Whenever we want to create an Eclipse project with an existing source location, we will choose the existing source location(root) as the project location. Eclipse will create all the project specific files in the root directory of that source.
Now, for some reason if we want to re-create the project with different setting, how should we tell Eclipse to not remove the source but all the project related files? It's basically cleaning up all the Eclipse related files. For example, I want to create the project in some other IDE, do I have to go to the project directory and manually identify all the Eclipse related files and remove them?
When we try to delete the project from Eclipse, we are left with two choices, delete everything from the project (when checkbox is checked) or retain everything in the project (this would only remove the project from the project explorer but retains all the project related files in the root source directory).
Every time, manually deleting project related files is cumbersome.
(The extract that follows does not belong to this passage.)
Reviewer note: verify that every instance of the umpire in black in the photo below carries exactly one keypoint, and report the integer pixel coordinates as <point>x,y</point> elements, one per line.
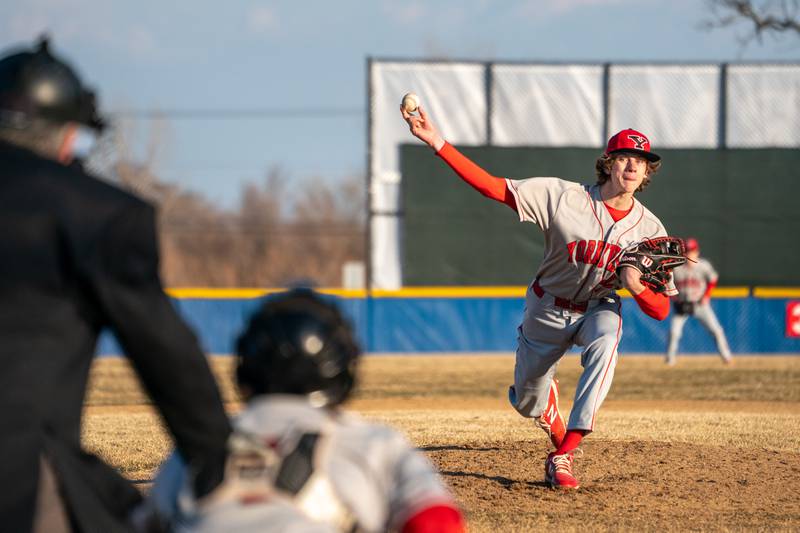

It would be good if there is anyway to delete only Eclipse related project files right from Eclipse.
Any thoughts?
On UNIX/Linux you can do it "manually" - Open Terminal and navigate to your project's root directory then execute the following command:
find . \( -name .classpath -o -name .project -o -name .settings \) -exec rm -rf {} \;
And if someone likes aliases:
alias show_eclipse_files='find . \( -name .classpath -o -name .project -o -name .settings \)'
alias delete_eclipse_files='find . \( -name .classpath -o -name .project -o -name .settings \) -exec rm -rf {} \;'
NOTE: You'd better remove the project first from Eclipse so it won't get confused by the missing configuration.